SupMPN: Supervised Multiple Positives and Negatives Contrastive Learning Model for Semantic Textual Similarity

Somaiyeh Dehghan; Mehmet Fatih Amasyali

doi:10.3390/app12199659

Applied Sciences (Sep 2022)

SupMPN: Supervised Multiple Positives and Negatives Contrastive Learning Model for Semantic Textual Similarity

Somaiyeh Dehghan,
Mehmet Fatih Amasyali

Affiliations

Somaiyeh Dehghan: Department of Computer Engineering, Yildiz Technical University, Istanbul 34220, Turkey
Mehmet Fatih Amasyali: Department of Computer Engineering, Yildiz Technical University, Istanbul 34220, Turkey

DOI: https://doi.org/10.3390/app12199659
Journal volume & issue: Vol. 12, no. 19
p. 9659

Abstract

Read online

Semantic Textual Similarity (STS) is an important task in the area of Natural Language Processing (NLP) that measures the similarity of the underlying semantics of two texts.

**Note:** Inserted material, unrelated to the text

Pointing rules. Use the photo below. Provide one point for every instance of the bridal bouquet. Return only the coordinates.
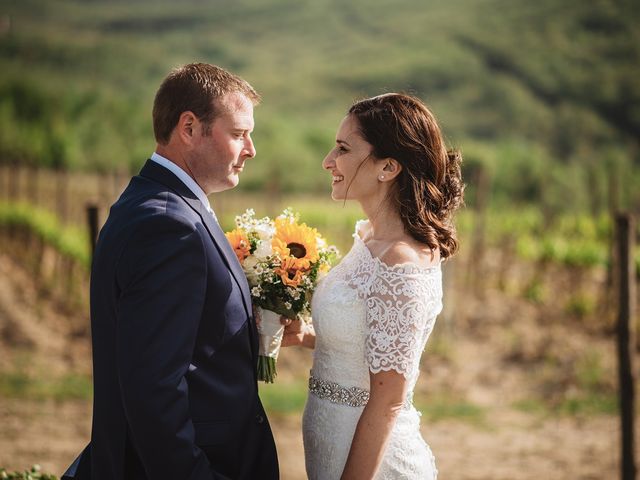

Although pre-trained contextual embedding models such as Bidirectional Encoder Representations from Transformers (BERT) have achieved state-of-the-art performance on several NLP tasks, BERT-derived sentence embeddings have been proven to collapse in some way, i.e., sentence embeddings generated by BERT depend on the frequency of words. Therefore, almost all BERT-derived sentence embeddings are mapped into a small area and have a high cosine similarity. Hence, sentence embeddings generated by BERT are not so robust in the STS task as they cannot capture the full semantic meaning of the sentences. In this paper, we propose SupMPN: A Supervised Multiple Positives and Negatives Contrastive Learning Model, which accepts multiple hard-positive sentences and multiple hard-negative sentences simultaneously and then tries to bring hard-positive sentences closer, while pushing hard-negative sentences away from them. In other words, SupMPN brings similar sentences closer together in the representation space by discrimination among multiple similar and dissimilar sentences. In this way, SupMPN can learn the semantic meanings of sentences by contrasting among multiple similar and dissimilar sentences and can generate sentence embeddings based on the semantic meaning instead of the frequency of the words. We evaluate our model on standard STS and transfer-learning tasks. The results reveal that SupMPN outperforms state-of-the-art SimCSE and all other previous supervised and unsupervised models.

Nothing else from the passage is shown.